Air travel is about to get even less romantic
Privatising an airport doesn’t necessarily make it more efficient. One 2008 study found there was little difference between the performance of airports 100%-owned by commercially oriented government corporations and those majority controlled by private businesses.Updated: Nov 21, 2018 12:25 IST
Hindustan Times, Delhi
For all the disagreement in the industry about the future of aviation, there’s perfect accord on one point: There’s going to be a lot more of it.
The world’s air passengers flew a combined 7.64 trillion kilometers (4.75 trillion miles) in 2017, according to Boeing Co.’s latest 20-year market outlook. By 2037, that will rise to 18.97 trillion kilometers, with about 40% of the increase happening within five intra-regional markets: China, India, North America, Europe and Southeast Asia.
That’s sparking a battle over the biggest bottleneck holding back this growth: airports. The governments that still own many of them should be more open to privatization to cover a $78 billion funding gap in needed capital investments, the Airports Council International, an industry group, argued in a report earlier this year.
Airlines, airports’ biggest customers, see things differently: Costs at privatized terminals are higher and governments should be cautious about such actions in the interests of expanding the aviation sector as a whole, the carriers’ body, the International Air Transport Association, argued the same month.
The proximate cause of this fight is probably the enthusiasm in President Donald Trump’s administration for selling off U.S. infrastructure. All but a handful of U.S. airports are owned by the government, thanks in part to tax-advantaged bonds and federal funding that’s available only to public terminals. The set-up is so unattractive to private operators that only two sites have bothered to privatize since a federal program to encourage such moves was established in 1996. Leveling the playing field between public and private operators could go a long way toward kindling private investment.
Privatizing an airport doesn’t necessarily make it more efficient. One 2008 study found there was little difference between the performance of airports 100%-owned by commercially oriented government corporations and those majority controlled by private businesses.
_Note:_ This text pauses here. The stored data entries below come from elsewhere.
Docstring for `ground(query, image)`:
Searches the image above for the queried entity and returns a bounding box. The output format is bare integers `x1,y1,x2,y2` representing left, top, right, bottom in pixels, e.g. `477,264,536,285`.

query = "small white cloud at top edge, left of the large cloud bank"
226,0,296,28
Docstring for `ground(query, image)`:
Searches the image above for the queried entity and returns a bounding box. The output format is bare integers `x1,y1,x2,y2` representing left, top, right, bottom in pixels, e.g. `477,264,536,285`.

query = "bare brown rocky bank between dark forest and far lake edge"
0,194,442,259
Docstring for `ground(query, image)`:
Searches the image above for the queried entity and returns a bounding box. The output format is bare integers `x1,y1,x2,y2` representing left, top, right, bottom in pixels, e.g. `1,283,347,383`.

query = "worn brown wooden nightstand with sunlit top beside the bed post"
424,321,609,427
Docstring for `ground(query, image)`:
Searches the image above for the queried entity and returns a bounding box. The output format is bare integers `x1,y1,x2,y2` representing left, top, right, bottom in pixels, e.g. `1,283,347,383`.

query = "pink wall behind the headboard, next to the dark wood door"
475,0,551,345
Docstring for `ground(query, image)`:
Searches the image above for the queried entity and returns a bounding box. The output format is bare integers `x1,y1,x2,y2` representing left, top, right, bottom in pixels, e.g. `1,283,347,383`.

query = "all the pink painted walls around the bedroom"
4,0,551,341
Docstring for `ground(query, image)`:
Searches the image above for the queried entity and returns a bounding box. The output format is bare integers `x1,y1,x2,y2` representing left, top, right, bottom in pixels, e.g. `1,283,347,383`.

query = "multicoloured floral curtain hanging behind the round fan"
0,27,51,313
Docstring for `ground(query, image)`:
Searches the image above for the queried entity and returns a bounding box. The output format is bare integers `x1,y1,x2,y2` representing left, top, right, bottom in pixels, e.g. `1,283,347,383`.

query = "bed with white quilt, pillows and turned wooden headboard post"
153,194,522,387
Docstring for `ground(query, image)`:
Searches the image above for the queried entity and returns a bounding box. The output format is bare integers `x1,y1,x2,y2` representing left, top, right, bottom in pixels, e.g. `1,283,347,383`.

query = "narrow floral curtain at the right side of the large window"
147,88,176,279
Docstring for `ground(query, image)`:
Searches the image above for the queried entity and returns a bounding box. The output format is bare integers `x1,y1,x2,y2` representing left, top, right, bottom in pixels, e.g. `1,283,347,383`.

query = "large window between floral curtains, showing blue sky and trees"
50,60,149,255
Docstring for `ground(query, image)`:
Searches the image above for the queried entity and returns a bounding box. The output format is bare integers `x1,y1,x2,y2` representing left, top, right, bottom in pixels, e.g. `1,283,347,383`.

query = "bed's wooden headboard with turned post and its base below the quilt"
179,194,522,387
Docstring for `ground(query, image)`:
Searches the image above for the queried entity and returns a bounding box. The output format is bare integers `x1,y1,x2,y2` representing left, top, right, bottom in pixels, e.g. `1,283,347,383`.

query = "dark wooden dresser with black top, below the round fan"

The key is instead to avoid structures where the incentives for managers are confused or misaligned, such as where private companies are brought in as minority investors or where managers are essentially bureaucrats swayed by political imperatives.
There’s a better solution out there, but it’s not likely to be very attractive to incumbent airlines, airports, or passengers enamored of the current generation of gleaming terminals: Build more, cheaper airports.
For all that airlines like to see airports as monopolies, there’s often a great deal of competition between them. Airlines that don’t like the charges at London’s Heathrow can go to Gatwick, or Stansted, or Luton, or Southend, or City Airport instead. If Amsterdam Schiphol pushes up charges too much, it may find carriers and passengers defecting to Brussels, or Dusseldorf.
Charges for hub traffic at Singapore’s Changi airport are kept competitive by the threat that rival hubs in Bangkok, Dubai, Hong Kong or Kuala Lumpur will steal away international carriers with better pricing. Both Heathrow and Frankfurt airports post lower returns on capital than their cornerstone airline customers.
The route planning and customer proposition needs of major airlines are best served if they can funnel all their passengers through single state-owned mega-airports. Charges may be somewhat higher, but incumbent players will end up with dominant positions, excellent connectivity with other flights on their networks, and infrastructure funded from the public purse below the cost of capital.
Still, the better option is to follow what Southwest Airlines Co. and Ryanair Holdings Plc have achieved in the U.S. and Europe, and spread the coming wave of traffic across a much greater range of airstrips - including those, such as the Navi Mumbai site on the outskirts of India’s biggest city, that don’t even exist yet.
That’s probably how the world will accommodate its future demand for air travel, but don’t expect it to be as gleaming as the present. Soaring architect-designed roofs, Prada concessions and day spas are all in their way a symptom of the inefficiencies of our current congested airports. One 2016 study found that airport revenues actually start falling once capacity goes above about 25 flights per hour, as a reduction in delay times reduces the retail spending that can account for about half of revenue at major terminals.
So savor the boutique shopping and caviar bar at your next visit to an airport. Outside the walled gardens of business-class lounges, the future of aviation is likely to be a whole lot more functional.